Final step: we divide every F_n observation by S_n.
dataX <- dataX %>% mutate(
normF1_20 = F1_20/S_F1,
normF1_35 = F1_35/S_F1,
normF1_50 = F1_50/S_F1,
normF1_65 = F1_65/S_F1,
normF1_80 = F1_80/S_F1,
normF2_20 = F2_20/S_F2,
normF2_35 = F2_35/S_F2,
normF2_50 = F2_50/S_F2,
normF2_65 = F2_65/S_F2,
normF2_80 = F2_80/S_F2)
We can now plot the normalized data, and compare it with the plot we produced earlier. This is out unnormalized data:
ggplot(data, aes(x=F2_20, y=F1_20))+geom_point(aes(color=child), alpha=0.2)+scale_x_reverse()+scale_y_reverse()+theme_minimal()+ggtitle("Raw data")

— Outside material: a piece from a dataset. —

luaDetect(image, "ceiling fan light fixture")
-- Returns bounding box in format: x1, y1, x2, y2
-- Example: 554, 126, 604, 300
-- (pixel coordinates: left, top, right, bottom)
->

## Warning: Removed 1 rows containing missing values (geom_point).
… but this is what the normalized data look like:
ggplot(dataX, aes(x=normF2_20, y=normF1_20))+geom_point(aes(color=child), alpha=0.2)+scale_x_reverse()+scale_y_reverse()+theme_minimal()+ggtitle("Normalized data")
## Warning: Removed 1 rows containing missing values (geom_point).
Mission accomplished! In this final plot, you can see that in the normalized data, the space covered by the children’s vowels more or less exactly maps onto the space covered by the adolescents’ vowels.